09 February 2018 BY Aljosa Popovic and James Cunnison

The U.A.E has long been regarded as a financial hub for its Middle Eastern neighbour Saudi Arabia and has since taken greater steps towards attaining hegemony in the region by establishing the Dubai International Finance Centre (DIFC) in 2004. Saudi Arabia has moved to publicly list Aramco (Saudi Arabia’s national oil company estimated to be valued anywhere up to $2 trillion) in a challenge to Dubai’s economic dominance. This move plays a key part in ‘Vision 2030’ as Saudi Arabia’s plan to increase the country’s economic growth by diversifying away from the oil which has been the foundation of the Kingdom’s wealth. At a time when there is a strong drive for environmental protection with technological advances in electric cars and renewable electricity generation the risk of a turn against oil cannot be ignored. The capital raised will fund the Vision 2030 plan.

International banking’s approach to Saudi Arabia has been cautiously warming, HSBC already has a strong presence through its local unit, in June 2017 Goldman Sachs applied for an equity trading license and October 2016 saw Saudi Arabia’s first ever international bond sale. Saudi Arabia’s previous efforts to integrate with the western financial system have led analysts to predict that banks such as HSBC and J.P Morgan will be the winners when it comes to leading advisory roles for Aramco’s eventual IPO, although around thirty banks are believed to be involved. Meanwhile, other banks are being left behind due to the lack of entrenched lending relationships with Saudi Arabia.

The success of Vision 2030 will pivot on the reform of Saudi Arabia’s financial sector. To develop a thriving economy, the Kingdom will need to implement changes to its bond markets, equity markets and financial system as a whole. Western companies have long been weary of the close ties between the royal family and business, as well as charges of corruption and strict adherence to an interpretation of Islamic law which prohibits alcohol and limits the role of women in society. Crown Prince Mohammed bin Salman has acted as a moderniser. In less than a year since his ascension to the role of heir apparent women have been permitted driving licenses and Saudi policy has become more interventionist.

As Aramco is likely to become the most valuable company in the world, the IPO will distort whichever exchange is chosen. New York, London, Hong Kong are the three stock exchanges in the running, and in an unusual move Aramco has asked for draft prospectuses for all three options. With an expected valuation of $2 trillion dollars, a sole listing in London would add 50% to the market capitalization of the London Stock Exchange (LSE) instantly (LSE listed companies has a combined market capitalization of the order of $4 trillion in February 2018). The signals from Aramco are that one or two of these exchanges will be chosen, probably with an additional listing on the local exchange in Tadawul. With a total market capitalization of just $470 billion Tadawul will not be able to absorb a large chunk of the stock.

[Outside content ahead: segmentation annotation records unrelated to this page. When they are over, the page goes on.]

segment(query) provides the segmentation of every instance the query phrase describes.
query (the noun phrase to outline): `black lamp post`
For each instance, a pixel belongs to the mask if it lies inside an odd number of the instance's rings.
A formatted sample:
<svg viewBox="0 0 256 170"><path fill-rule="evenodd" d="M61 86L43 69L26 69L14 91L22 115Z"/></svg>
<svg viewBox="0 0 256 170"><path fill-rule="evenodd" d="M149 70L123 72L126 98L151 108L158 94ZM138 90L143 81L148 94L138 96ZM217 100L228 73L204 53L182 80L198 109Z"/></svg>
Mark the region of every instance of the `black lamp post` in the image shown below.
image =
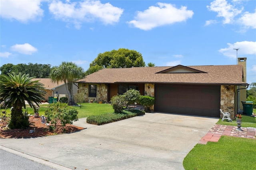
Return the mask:
<svg viewBox="0 0 256 170"><path fill-rule="evenodd" d="M56 96L57 96L57 101L59 101L59 95L58 94L57 94L56 95Z"/></svg>

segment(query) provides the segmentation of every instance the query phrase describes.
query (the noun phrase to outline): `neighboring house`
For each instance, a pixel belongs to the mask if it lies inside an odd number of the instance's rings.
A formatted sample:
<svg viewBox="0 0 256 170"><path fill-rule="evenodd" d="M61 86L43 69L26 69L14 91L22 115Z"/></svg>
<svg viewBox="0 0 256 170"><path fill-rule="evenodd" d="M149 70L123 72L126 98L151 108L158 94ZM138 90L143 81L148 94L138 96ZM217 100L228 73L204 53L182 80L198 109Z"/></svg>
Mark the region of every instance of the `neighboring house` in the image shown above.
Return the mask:
<svg viewBox="0 0 256 170"><path fill-rule="evenodd" d="M104 69L77 81L86 100L108 102L130 89L155 97L154 111L232 119L246 101L246 58L238 64Z"/></svg>
<svg viewBox="0 0 256 170"><path fill-rule="evenodd" d="M44 95L45 101L48 100L48 98L50 97L56 97L56 95L59 94L59 98L66 97L68 97L68 92L66 89L64 82L61 81L58 84L57 83L53 83L51 79L47 78L35 78L33 79L32 81L39 80L39 82L44 85L45 91L46 94ZM73 85L73 92L74 95L77 93L78 83Z"/></svg>

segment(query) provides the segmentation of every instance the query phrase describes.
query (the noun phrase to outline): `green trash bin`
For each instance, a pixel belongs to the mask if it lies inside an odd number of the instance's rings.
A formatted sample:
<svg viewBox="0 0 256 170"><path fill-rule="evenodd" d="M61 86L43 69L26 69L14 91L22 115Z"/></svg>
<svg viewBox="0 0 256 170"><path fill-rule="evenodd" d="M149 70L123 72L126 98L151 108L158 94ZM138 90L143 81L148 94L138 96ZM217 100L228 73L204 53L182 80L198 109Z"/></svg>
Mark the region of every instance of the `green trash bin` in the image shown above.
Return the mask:
<svg viewBox="0 0 256 170"><path fill-rule="evenodd" d="M53 97L48 97L48 103L50 104L53 103Z"/></svg>
<svg viewBox="0 0 256 170"><path fill-rule="evenodd" d="M53 98L53 103L58 102L58 97L54 97Z"/></svg>
<svg viewBox="0 0 256 170"><path fill-rule="evenodd" d="M242 101L244 110L243 114L251 116L252 115L253 102L250 101Z"/></svg>

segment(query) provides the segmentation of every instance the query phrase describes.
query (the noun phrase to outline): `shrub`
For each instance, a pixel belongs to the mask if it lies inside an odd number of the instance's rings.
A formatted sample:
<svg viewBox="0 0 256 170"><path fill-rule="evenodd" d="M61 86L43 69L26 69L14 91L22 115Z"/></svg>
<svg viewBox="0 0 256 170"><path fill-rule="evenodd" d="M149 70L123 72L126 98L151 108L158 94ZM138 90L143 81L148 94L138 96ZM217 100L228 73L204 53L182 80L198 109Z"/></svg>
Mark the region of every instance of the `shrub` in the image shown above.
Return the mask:
<svg viewBox="0 0 256 170"><path fill-rule="evenodd" d="M248 96L248 97L247 97L246 101L253 102L253 107L254 109L256 109L256 97L252 95L250 95Z"/></svg>
<svg viewBox="0 0 256 170"><path fill-rule="evenodd" d="M139 98L140 96L140 93L138 90L134 89L130 89L124 93L125 99L127 102L128 109L130 109L129 105L134 104L135 102L138 101Z"/></svg>
<svg viewBox="0 0 256 170"><path fill-rule="evenodd" d="M139 103L144 106L146 112L150 112L150 107L153 106L155 103L155 98L150 96L140 96L139 99Z"/></svg>
<svg viewBox="0 0 256 170"><path fill-rule="evenodd" d="M111 98L111 103L115 113L121 113L124 107L127 104L124 95L114 96Z"/></svg>
<svg viewBox="0 0 256 170"><path fill-rule="evenodd" d="M60 97L59 101L60 103L68 103L68 97Z"/></svg>
<svg viewBox="0 0 256 170"><path fill-rule="evenodd" d="M57 102L49 104L45 113L46 122L55 127L60 124L64 128L66 124L72 125L73 121L78 121L76 109L66 103Z"/></svg>
<svg viewBox="0 0 256 170"><path fill-rule="evenodd" d="M121 113L111 113L90 116L86 119L86 123L101 125L143 115L145 115L145 112L139 110L123 111Z"/></svg>

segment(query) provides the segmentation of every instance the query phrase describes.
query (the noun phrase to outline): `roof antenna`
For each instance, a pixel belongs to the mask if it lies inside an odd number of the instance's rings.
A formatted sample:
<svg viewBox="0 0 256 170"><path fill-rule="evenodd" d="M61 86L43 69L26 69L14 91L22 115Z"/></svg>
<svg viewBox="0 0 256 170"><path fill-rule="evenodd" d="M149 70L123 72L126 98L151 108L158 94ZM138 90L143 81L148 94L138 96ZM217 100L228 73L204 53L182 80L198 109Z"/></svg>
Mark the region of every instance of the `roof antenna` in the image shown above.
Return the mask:
<svg viewBox="0 0 256 170"><path fill-rule="evenodd" d="M237 51L238 50L239 50L240 49L239 48L234 48L234 49L235 49L236 50L236 65L238 64L238 59L237 57Z"/></svg>

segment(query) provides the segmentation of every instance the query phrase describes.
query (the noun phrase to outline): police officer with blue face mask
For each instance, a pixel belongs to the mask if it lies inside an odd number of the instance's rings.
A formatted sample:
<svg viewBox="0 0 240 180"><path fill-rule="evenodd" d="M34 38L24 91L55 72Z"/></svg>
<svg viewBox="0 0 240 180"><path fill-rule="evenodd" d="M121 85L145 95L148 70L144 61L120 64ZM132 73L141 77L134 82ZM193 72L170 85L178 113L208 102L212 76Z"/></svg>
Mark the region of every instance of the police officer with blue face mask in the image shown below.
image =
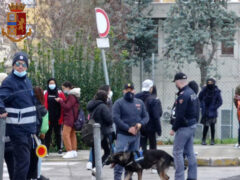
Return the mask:
<svg viewBox="0 0 240 180"><path fill-rule="evenodd" d="M175 180L185 180L183 153L188 159L187 180L196 180L197 162L193 150L193 139L199 114L198 97L188 86L187 76L184 73L177 73L174 82L179 89L175 102L175 119L170 131L170 135L175 134L173 145Z"/></svg>
<svg viewBox="0 0 240 180"><path fill-rule="evenodd" d="M36 133L36 108L32 84L27 77L27 54L16 53L12 65L12 73L0 87L0 118L6 118L6 135L12 145L12 180L26 180L34 147L33 134Z"/></svg>

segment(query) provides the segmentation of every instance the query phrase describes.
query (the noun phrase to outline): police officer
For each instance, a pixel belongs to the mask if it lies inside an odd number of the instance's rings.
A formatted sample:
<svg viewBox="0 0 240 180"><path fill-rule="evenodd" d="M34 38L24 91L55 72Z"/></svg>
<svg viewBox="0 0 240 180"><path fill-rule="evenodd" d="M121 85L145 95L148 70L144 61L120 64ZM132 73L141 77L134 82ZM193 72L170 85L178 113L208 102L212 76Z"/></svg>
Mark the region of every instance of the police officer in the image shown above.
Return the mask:
<svg viewBox="0 0 240 180"><path fill-rule="evenodd" d="M188 159L188 179L197 179L197 163L193 151L193 138L198 118L198 98L188 86L187 76L177 73L174 77L176 87L179 89L178 98L175 102L176 119L173 122L170 135L175 134L173 156L175 164L175 180L184 180L183 152Z"/></svg>
<svg viewBox="0 0 240 180"><path fill-rule="evenodd" d="M32 84L27 77L27 54L16 53L12 66L12 73L0 87L0 118L6 118L6 134L12 146L11 180L26 180L31 166L32 135L36 133L36 108Z"/></svg>
<svg viewBox="0 0 240 180"><path fill-rule="evenodd" d="M113 120L117 128L116 152L139 150L142 126L148 123L149 116L142 100L134 97L134 86L124 86L124 96L113 105ZM114 180L121 180L123 167L114 167Z"/></svg>

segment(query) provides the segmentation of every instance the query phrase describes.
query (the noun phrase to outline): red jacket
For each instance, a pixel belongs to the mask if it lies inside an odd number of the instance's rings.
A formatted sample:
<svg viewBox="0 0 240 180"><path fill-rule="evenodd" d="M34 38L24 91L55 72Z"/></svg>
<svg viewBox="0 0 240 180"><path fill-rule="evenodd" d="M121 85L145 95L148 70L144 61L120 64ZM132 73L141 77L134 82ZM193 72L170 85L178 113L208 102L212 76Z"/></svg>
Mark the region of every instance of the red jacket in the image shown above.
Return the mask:
<svg viewBox="0 0 240 180"><path fill-rule="evenodd" d="M63 109L63 124L69 127L74 126L74 121L78 115L79 103L76 97L70 94L64 101L59 101Z"/></svg>
<svg viewBox="0 0 240 180"><path fill-rule="evenodd" d="M66 97L62 91L58 91L58 97L62 98L64 101L66 100ZM44 94L44 99L45 99L45 108L48 110L48 92ZM50 122L49 122L50 123ZM61 116L60 119L58 120L58 124L63 124L63 108L61 108Z"/></svg>

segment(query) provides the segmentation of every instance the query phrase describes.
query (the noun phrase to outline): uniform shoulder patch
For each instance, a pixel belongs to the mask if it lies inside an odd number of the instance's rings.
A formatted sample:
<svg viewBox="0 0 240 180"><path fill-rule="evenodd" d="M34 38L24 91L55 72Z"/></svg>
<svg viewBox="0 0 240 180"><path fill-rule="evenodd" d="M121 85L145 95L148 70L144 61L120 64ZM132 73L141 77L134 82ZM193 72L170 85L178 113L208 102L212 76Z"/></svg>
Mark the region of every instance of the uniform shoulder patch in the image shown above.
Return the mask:
<svg viewBox="0 0 240 180"><path fill-rule="evenodd" d="M184 91L180 92L180 94L184 94Z"/></svg>
<svg viewBox="0 0 240 180"><path fill-rule="evenodd" d="M182 104L183 103L183 99L179 99L179 104Z"/></svg>

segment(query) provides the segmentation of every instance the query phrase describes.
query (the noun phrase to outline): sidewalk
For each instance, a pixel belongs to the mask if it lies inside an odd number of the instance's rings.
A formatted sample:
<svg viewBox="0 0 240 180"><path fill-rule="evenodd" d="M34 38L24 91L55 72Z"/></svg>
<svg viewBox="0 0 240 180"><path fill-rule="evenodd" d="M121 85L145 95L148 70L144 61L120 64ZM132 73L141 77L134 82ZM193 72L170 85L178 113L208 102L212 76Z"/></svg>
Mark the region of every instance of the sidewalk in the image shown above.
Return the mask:
<svg viewBox="0 0 240 180"><path fill-rule="evenodd" d="M172 145L161 145L158 149L162 149L169 154L172 154ZM194 150L197 154L199 166L239 166L240 165L240 149L234 148L233 144L228 145L214 145L202 146L194 145ZM78 157L74 159L63 159L57 153L50 153L50 155L43 159L45 162L56 161L87 161L89 157L88 150L79 150Z"/></svg>

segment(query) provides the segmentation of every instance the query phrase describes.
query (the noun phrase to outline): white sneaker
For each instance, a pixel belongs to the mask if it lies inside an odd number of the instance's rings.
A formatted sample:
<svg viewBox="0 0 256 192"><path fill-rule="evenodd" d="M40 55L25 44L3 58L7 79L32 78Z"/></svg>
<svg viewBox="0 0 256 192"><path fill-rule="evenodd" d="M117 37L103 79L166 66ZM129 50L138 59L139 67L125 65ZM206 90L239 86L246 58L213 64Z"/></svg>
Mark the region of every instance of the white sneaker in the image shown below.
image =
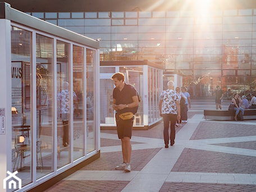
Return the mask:
<svg viewBox="0 0 256 192"><path fill-rule="evenodd" d="M122 163L116 167L116 170L124 170L126 166L126 163Z"/></svg>
<svg viewBox="0 0 256 192"><path fill-rule="evenodd" d="M131 165L130 164L126 163L125 166L125 171L126 172L131 171Z"/></svg>

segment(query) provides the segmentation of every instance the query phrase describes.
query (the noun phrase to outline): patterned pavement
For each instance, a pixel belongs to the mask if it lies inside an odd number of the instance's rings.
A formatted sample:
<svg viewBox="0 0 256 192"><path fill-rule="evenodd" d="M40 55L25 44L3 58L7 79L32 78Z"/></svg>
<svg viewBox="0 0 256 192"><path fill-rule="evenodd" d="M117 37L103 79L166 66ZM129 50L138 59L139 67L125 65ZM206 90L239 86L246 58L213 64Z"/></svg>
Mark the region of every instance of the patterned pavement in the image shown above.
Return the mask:
<svg viewBox="0 0 256 192"><path fill-rule="evenodd" d="M204 120L203 109L214 108L192 100L168 149L162 123L132 131L130 173L115 170L122 160L116 131L102 130L100 157L46 191L256 191L256 120Z"/></svg>

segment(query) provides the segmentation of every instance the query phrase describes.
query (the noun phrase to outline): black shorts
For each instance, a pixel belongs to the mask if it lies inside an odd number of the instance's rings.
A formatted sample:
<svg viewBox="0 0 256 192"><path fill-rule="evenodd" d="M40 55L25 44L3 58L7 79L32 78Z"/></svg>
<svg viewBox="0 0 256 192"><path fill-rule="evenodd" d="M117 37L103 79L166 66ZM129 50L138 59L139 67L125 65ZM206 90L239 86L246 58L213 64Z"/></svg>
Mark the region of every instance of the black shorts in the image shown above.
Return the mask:
<svg viewBox="0 0 256 192"><path fill-rule="evenodd" d="M215 103L216 103L216 104L221 104L221 99L215 99Z"/></svg>
<svg viewBox="0 0 256 192"><path fill-rule="evenodd" d="M123 120L116 114L116 121L118 138L123 139L124 137L128 137L131 139L134 118L128 120Z"/></svg>

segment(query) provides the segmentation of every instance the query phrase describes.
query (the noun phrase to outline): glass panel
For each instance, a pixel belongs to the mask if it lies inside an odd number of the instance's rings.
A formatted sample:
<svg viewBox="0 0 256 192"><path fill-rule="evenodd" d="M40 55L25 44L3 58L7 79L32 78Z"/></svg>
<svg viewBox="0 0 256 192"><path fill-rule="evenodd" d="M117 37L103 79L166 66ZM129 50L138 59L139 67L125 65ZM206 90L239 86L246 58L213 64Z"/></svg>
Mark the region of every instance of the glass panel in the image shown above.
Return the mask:
<svg viewBox="0 0 256 192"><path fill-rule="evenodd" d="M84 26L84 19L72 19L58 20L58 26Z"/></svg>
<svg viewBox="0 0 256 192"><path fill-rule="evenodd" d="M139 34L139 40L165 40L164 34L152 33L152 34Z"/></svg>
<svg viewBox="0 0 256 192"><path fill-rule="evenodd" d="M153 17L164 17L165 11L153 11L152 12Z"/></svg>
<svg viewBox="0 0 256 192"><path fill-rule="evenodd" d="M58 13L58 18L70 18L70 12Z"/></svg>
<svg viewBox="0 0 256 192"><path fill-rule="evenodd" d="M164 36L162 36L164 38ZM193 39L193 34L191 33L171 33L166 34L166 39L168 40L185 40Z"/></svg>
<svg viewBox="0 0 256 192"><path fill-rule="evenodd" d="M53 171L53 41L36 34L36 179Z"/></svg>
<svg viewBox="0 0 256 192"><path fill-rule="evenodd" d="M105 32L106 33L106 32ZM109 31L110 33L110 31ZM138 33L138 26L114 26L111 27L112 34L118 33Z"/></svg>
<svg viewBox="0 0 256 192"><path fill-rule="evenodd" d="M164 25L165 18L139 19L139 25Z"/></svg>
<svg viewBox="0 0 256 192"><path fill-rule="evenodd" d="M113 25L124 25L124 20L123 19L112 19L112 24Z"/></svg>
<svg viewBox="0 0 256 192"><path fill-rule="evenodd" d="M31 32L12 26L12 168L23 186L32 181ZM22 170L22 171L20 170Z"/></svg>
<svg viewBox="0 0 256 192"><path fill-rule="evenodd" d="M237 10L225 10L223 12L223 15L225 16L228 16L228 15L234 16L234 15L236 15L237 14Z"/></svg>
<svg viewBox="0 0 256 192"><path fill-rule="evenodd" d="M39 19L43 19L44 17L44 13L32 13L32 16Z"/></svg>
<svg viewBox="0 0 256 192"><path fill-rule="evenodd" d="M110 19L86 19L84 20L85 26L110 26Z"/></svg>
<svg viewBox="0 0 256 192"><path fill-rule="evenodd" d="M126 18L137 18L138 12L126 12L125 17Z"/></svg>
<svg viewBox="0 0 256 192"><path fill-rule="evenodd" d="M96 14L97 15L97 14ZM81 12L72 12L71 13L72 18L84 18L84 13Z"/></svg>
<svg viewBox="0 0 256 192"><path fill-rule="evenodd" d="M95 124L95 52L86 49L86 94L90 100L92 107L86 106L87 153L96 149L96 125ZM89 98L88 98L89 97Z"/></svg>
<svg viewBox="0 0 256 192"><path fill-rule="evenodd" d="M136 19L126 19L125 25L137 25L138 20Z"/></svg>
<svg viewBox="0 0 256 192"><path fill-rule="evenodd" d="M109 18L108 12L99 12L98 14L99 18Z"/></svg>
<svg viewBox="0 0 256 192"><path fill-rule="evenodd" d="M252 31L252 24L241 24L241 25L223 25L223 31Z"/></svg>
<svg viewBox="0 0 256 192"><path fill-rule="evenodd" d="M111 27L109 26L94 26L93 28L85 27L84 29L85 33L111 33Z"/></svg>
<svg viewBox="0 0 256 192"><path fill-rule="evenodd" d="M179 15L179 11L167 11L166 17L176 17Z"/></svg>
<svg viewBox="0 0 256 192"><path fill-rule="evenodd" d="M151 12L150 11L145 11L145 12L139 12L139 17L151 17Z"/></svg>
<svg viewBox="0 0 256 192"><path fill-rule="evenodd" d="M253 17L225 17L223 18L223 24L252 24Z"/></svg>
<svg viewBox="0 0 256 192"><path fill-rule="evenodd" d="M102 15L105 13L99 13L99 17L100 17L100 15ZM106 17L108 18L108 17ZM85 18L97 18L97 13L95 12L86 12L85 13ZM103 18L103 17L102 17Z"/></svg>
<svg viewBox="0 0 256 192"><path fill-rule="evenodd" d="M70 106L73 102L70 100L70 49L68 43L57 41L57 168L70 163ZM73 98L76 98L72 92Z"/></svg>
<svg viewBox="0 0 256 192"><path fill-rule="evenodd" d="M124 12L112 12L112 18L124 18Z"/></svg>
<svg viewBox="0 0 256 192"><path fill-rule="evenodd" d="M74 113L73 122L74 159L84 156L84 49L83 47L73 46L73 87ZM88 108L92 107L90 100L88 101Z"/></svg>
<svg viewBox="0 0 256 192"><path fill-rule="evenodd" d="M238 10L239 15L252 15L253 10Z"/></svg>
<svg viewBox="0 0 256 192"><path fill-rule="evenodd" d="M252 32L223 32L223 39L249 39L252 36Z"/></svg>
<svg viewBox="0 0 256 192"><path fill-rule="evenodd" d="M129 42L126 43L129 43L131 40L138 40L138 34L136 33L114 33L111 34L111 40L128 40Z"/></svg>
<svg viewBox="0 0 256 192"><path fill-rule="evenodd" d="M57 18L57 13L45 12L45 18Z"/></svg>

Mirroring the westernisation of Saudi Arabia, the New York, London, Hong Kong markets have adapted to make the relationship work. London is regarded as a market where the exchange and investors demand high standards of governance from listed companies, but LSE has proposed a new form of listing, which would remove some of the disclosure requirements. Active managers and index fund providers alike are concerned about the standards of oversite of a company which is to remain majority controlled by a government controlled by a theological monarchy. Indexes are also concerned about overweighting.

To develop economically, Saudi Arabia will need to improve its banking sector and develop a thriving small to medium enterprise (SME) sector, 25% of the Kingdom’s employment comes directly from SMEs. Currently banks are reticent to lend unless the domestic capital markets improve. This will improve over time if more financial instruments are offered to banks. For this to occur the equity and bond markets will have to improve in tandem with the banking sector, and the newfound openness of the government to western ideals is likely to facilitate this by making Saudi Arabia more attractive to foreign banks and their products. In this way it seems inevitable that the Aramco IPO will open access to financial markets to all Saudi firms.

These economic reforms must improve the banking system, along with the equity and bond markets if the objectives of the Vision 2030 plan are to be met. The Kingdom has taken the first steps to move away from Dubai and to become an independent player in the world financial markets. The Saudi government has taken steps to show the Kingdom is willing to address the concerns of western governments. The economic situation and a fear of an overdependence on oil has lead to a rapid modernising, the requirements of investors and bankers has ironically proven more effective than sanctions by western governments. This change has worked both ways, with stock exchanges competing for the listing of Saudi Aramco by creating bespoke roles, creating friction with investors. In the longer term the integration of Saudi Arabia into the global financial system can only be a good thing, but concerns remain over the secrecy of the government and the pressures of performing the world’s largest IPO.